Using existing greening cost data, CEI and Power the Future looked at Green New Deal (GND) costs in four categories: additional electricity demand; costs associated with shipping and the logistics industry; new vehicles; and building retrofits.

The results showed that the GND “would cost a typical household more than $70,000 in the first year of implementation, approximately $45,000 for each of the next four years, and more than $37,000 each year thereafter.”

In Alaska, estimated costs are much higher: more than $100,000 in year one, $73,000 in the subsequent four years, and more than $67,000 each year thereafter,” reported CEI.

(CEI and Power the Future.)

“The Green New Deal is a radical blueprint to de-carbonize the American economy by refashioning how we grow food, move people and goods, source and distribute electricity, and build the structures where we live, work, and play,” said CEI President Kent Lassman.

“Our analysis shows that, if implemented, the Green New Deal would cost for American households at least tens of thousands of dollars annually on a permanent basis,” he said. “Perhaps that’s why exactly zero Senate Democrats, including the resolution’s 12 co-sponsors, voted for the Green New Deal when they had the chance.”

(Getty Images)

Power the Future Executive Director Daniel Turner said, "This study only calculates a fraction of the cost of Alexandria-Ocasio Cortez's radical plan, which amounts to a socialist free-for-all with no regard for the American taxpayer.”

“No family should be forced to pay tens of thousands of dollars in the first year alone to fund AOC’s ideological wish list,” said Turner.  “Thankfully, Americans see through the Green New Deal and are beginning to fight back."

Looking at one cost element, energy/electricity, CEI noted the work done by the energy research firm Wood Mackenzie. This group “estimates that the greening of the U.S. power sector would cost approximately $35,000 per household and take 20 years,” reported CEI. “Wood Mackenzie estimate a total price tag of some $4.7 trillion, including around $1.5 trillion to add 1,600 gigawatts of wind and solar capacity and $2.5 trillion of investments in 900 gigawatts of storage.”

“Another $700 billion is estimated for new high transmission power lines to move that electricity from sun-drenched deserts and windswept plains to the urban areas where it would be used,” reported CEI.


The GND bill was introduced in February 7, 2019 by Rep.

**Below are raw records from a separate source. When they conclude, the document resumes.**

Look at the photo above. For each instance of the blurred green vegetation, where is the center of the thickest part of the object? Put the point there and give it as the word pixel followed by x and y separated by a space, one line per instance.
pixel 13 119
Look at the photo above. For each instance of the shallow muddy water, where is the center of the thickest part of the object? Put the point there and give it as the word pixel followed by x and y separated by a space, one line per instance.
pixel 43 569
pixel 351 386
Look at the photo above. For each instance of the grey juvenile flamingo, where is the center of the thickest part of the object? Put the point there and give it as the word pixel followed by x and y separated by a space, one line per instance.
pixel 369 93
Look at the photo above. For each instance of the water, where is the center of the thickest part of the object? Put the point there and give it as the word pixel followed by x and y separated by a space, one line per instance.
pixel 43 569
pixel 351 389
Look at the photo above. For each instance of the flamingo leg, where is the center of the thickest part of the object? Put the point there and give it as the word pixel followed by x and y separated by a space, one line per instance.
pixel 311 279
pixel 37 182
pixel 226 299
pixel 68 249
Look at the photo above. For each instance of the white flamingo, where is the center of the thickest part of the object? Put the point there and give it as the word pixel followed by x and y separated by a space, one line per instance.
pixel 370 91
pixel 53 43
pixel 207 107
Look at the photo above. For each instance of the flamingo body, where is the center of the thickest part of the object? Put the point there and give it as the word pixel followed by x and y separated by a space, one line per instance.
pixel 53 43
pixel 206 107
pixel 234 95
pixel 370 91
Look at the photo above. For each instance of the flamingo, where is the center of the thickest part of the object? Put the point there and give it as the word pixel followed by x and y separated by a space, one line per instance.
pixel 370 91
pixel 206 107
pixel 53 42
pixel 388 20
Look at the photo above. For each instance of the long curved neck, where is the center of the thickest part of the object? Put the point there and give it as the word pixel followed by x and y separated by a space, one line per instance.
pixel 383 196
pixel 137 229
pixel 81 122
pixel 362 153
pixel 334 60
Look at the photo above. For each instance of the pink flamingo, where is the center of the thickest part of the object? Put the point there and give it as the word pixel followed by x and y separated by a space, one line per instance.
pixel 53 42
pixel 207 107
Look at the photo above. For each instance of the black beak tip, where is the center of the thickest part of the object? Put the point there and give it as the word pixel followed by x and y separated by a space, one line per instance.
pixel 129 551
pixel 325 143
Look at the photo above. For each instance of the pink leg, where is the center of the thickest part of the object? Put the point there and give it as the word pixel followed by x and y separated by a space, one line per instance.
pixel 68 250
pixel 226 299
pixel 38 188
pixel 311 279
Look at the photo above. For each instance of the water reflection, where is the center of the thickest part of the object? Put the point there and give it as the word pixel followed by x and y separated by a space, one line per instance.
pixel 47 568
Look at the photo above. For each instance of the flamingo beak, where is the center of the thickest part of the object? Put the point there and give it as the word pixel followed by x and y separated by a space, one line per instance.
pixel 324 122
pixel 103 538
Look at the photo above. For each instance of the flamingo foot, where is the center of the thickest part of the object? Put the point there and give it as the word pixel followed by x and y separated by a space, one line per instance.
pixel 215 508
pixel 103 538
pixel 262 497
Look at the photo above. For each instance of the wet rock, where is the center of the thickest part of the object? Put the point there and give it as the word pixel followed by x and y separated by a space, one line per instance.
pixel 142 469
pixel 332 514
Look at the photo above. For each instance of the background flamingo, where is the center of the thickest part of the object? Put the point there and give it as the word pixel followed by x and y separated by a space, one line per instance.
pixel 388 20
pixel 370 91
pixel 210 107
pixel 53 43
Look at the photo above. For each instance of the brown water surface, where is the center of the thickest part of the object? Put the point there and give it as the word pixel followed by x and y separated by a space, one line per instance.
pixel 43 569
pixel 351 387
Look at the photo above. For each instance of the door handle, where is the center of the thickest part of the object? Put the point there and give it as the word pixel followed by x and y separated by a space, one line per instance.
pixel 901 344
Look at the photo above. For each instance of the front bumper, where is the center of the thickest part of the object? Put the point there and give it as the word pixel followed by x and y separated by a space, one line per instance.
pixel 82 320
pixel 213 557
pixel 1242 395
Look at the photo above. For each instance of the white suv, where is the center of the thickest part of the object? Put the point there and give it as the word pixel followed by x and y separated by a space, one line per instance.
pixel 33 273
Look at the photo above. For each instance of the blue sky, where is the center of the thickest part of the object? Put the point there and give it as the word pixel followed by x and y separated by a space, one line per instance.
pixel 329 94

Ocasio-Cortez (D-N.Y.), and Sen. Edward Markey (D-Mass.). The bill includes seven goals, which are,

  1. Shift 100% of national power generation to renewable sources.
  2. Build a national energy-efficient "smart" grid.
  3. Upgrade all buildings to become energy efficient.
  4. Decarbonize manufacturing and agricultural industries.
  5. Decarbonize, repair, and upgrade the nation's infrastructure, especially transportation.
  6. Fund massive investment in the drawdown and capture of greenhouse gases.
  7. Adopting these goals would make "green" technology, industry, expertise, products, and services a major U.S. export. As a result, America could become an international leader in helping other countries transition to completely carbon-neutral economies.

CEI concluded, “the Green New Deal is a plan to radically reshape the American economy and the landscape of a household economy. Every aspect of how we live and work would be affected by the proposal. The preponderance of goods essential for agriculture, transportation, and construction would be replaced. In short, it is not realistic.”

For individuals interested in pursuing ways that can be helpful to the environment, the group suggests the following:

  1. Reduce emissions by using your car less and using more sustainable forms of transportation instead like bicycling or public transportation.
  2. Reuse and recycle: use reusable shopping bags instead of plastic ones, refillable water bottles and take advantage of second-hand markets and recycle your waste.
  3. Change your diet by eating less meat and by buying organic food.
  4. Save energy by being careful how you use home appliances.
  5. Plant a tree, which can absorb a ton of CO2 throughout its life.